Tuesday, 12 July 2016: 16:30
Location: Hörsaal 48 (Main Building)
Oral Presentation
Madlen PREUSS, Institute for Interdisciplinary Research on Conflict and Violence, Germany
Andreas ZICK, Institute for Interdisciplinary Research on Conflict and Violence, Germany
In 2015 the debate on refugees reached a new level. Pictures of people welcoming refugees were and are still omnipresent. At the same time Germany recognized a severe increase in hate crimes of right-wing populist and right-wing extremist groups. Concerned citizens protests against immigration and the welcome culture of civil society, especially in front of refugee shelters.
Their arguments addressed the costs of immigration, the exploitation of the welfare system, the deprivation of autochthone Germans and the erosion of the labour market.

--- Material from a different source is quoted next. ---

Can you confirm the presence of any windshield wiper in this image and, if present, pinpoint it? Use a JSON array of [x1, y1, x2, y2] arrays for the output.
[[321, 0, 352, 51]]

The protestors even attacked politicians and media by stating that they just address the worries of ordinary people. Right-wing populism clearly addressed some of the most relevant causes of prejudices and discrimination: anomia, dominance and so called rights of established. As well we argued that the demand for a ‚reconquest of traditional status positions and national superiority’ defined right-wing populisms in Europe. This belief in reconquest is not identical to social dominance or authoritarianism.
In January 2014 we conducted a cross-sectional survey which addressed the sentiments of 'concerned citizens' which show up in late 2014 (e.g. Pegida). With this data we test a theoretical model (SEM) of the alleged worry about the economic development on the clear rejection of multiculturalism and their outcome for the debate on refugees, mediated by potential influencing factors as anomia, social dominance, and Elias' concept of Established and Outsiders. Results clearly show that the frequently expressed economic worries do not play any role for the devaluation of asylum seekers. Even disorientations or classical dominance strategies have no effect. Instead, it is the belief in different facets of the preservation of the ‘good old order’ that explains the rejection of asylum seekers.